Ryan Henry of “Black Ink Crew: Chicago” in his new tattoo shop, 9Mag.  (Photo Credit: Eddy “Precise” Lamarre for Steed Mmedia Service)

Ryan Henry has become one of the most prominent tattoo artists in the country. The Chicago native is the founder of 9Mag and the face of one of VH1’s most successful shows, “Black Ink Crew: Chicago.”

In an exclusive interview with Henry, we discussed 9Mag, fatherhood, leadership and being an advocate for victims of domestic abuse.

Congratulations on season five of “Black Ink Crew: Chicago. Did you imagine the show going into its fifth season with so much popularity?

I never imagined going into five seasons and I never imagined going into five seasons separated from people that I started with. We are so far removed from the genuine feel we used to have together. I’ve also grown into something way different than I was back then. It’s different but it’s a blessing all the same.

Why do you think people like the cast?

I think what people took from it is that we are all different types of people. When we first started the show we didn’t have any drama because we were all cool; we were family.

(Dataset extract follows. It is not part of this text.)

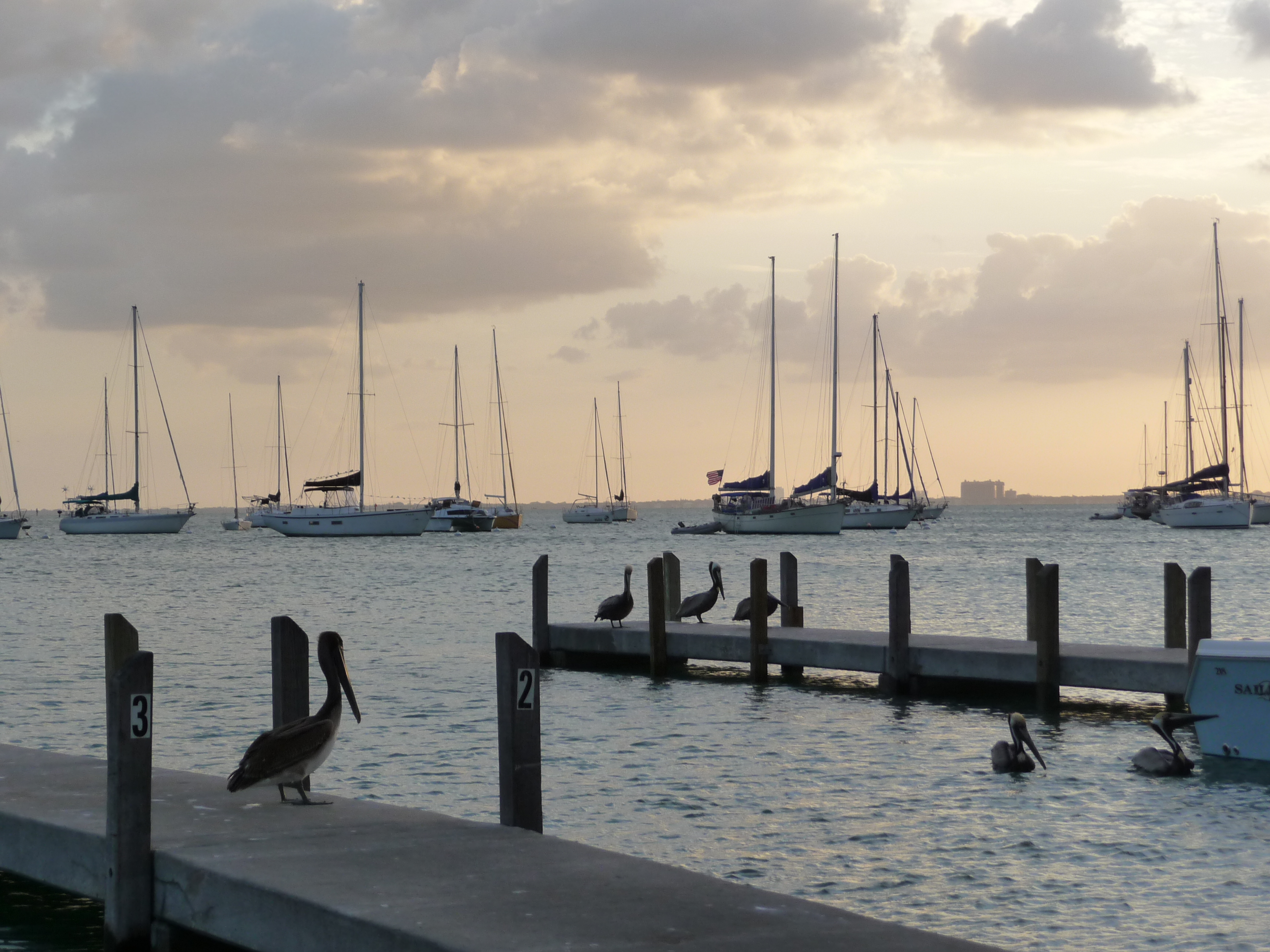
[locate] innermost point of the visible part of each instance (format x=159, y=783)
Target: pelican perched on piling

What has caused the current friction?

Hidden agendas caused this. It allowed for different egos and different attitudes to grow because I didn’t handle business the way I needed to handle it.

Do you think that taking your place as the leader caused some of the friction?

Absolutely, If I allow people to continue to run over me as I did before, which I had been comfortable doing, I would have never gotten to the level of business where I am now.

You have mentioned your sister contributing to your success even after the tragedy of losing her to violence. Why is it important for you to keep her memory alive?

I’ve always dialed back from talking about my sister and my niece because I didn’t want the sympathy. I never wanted to subject them to that.

But, when I did talk about it and how I feel people in social media would reach out to me just to relate and share their stories, it allowed me to become an advocate for victims of domestic violence.

How do your kids view you?

I’m the coolest dad in the school to everybody else but they just see me as [their] dad. Every morning I tell my kids I love them and be successful. These are things we should do as fathers.

What’s next for 9Mag and what words do you have for those looking to follow their dreams?

We just opened up one of the largest tattoo shops in the city. We are expanding to other cities.

Follow your dreams, be persistent. Take everything as constructive criticism. Take the no’s as an opportunity to do it differently. It’s your dream, chase it.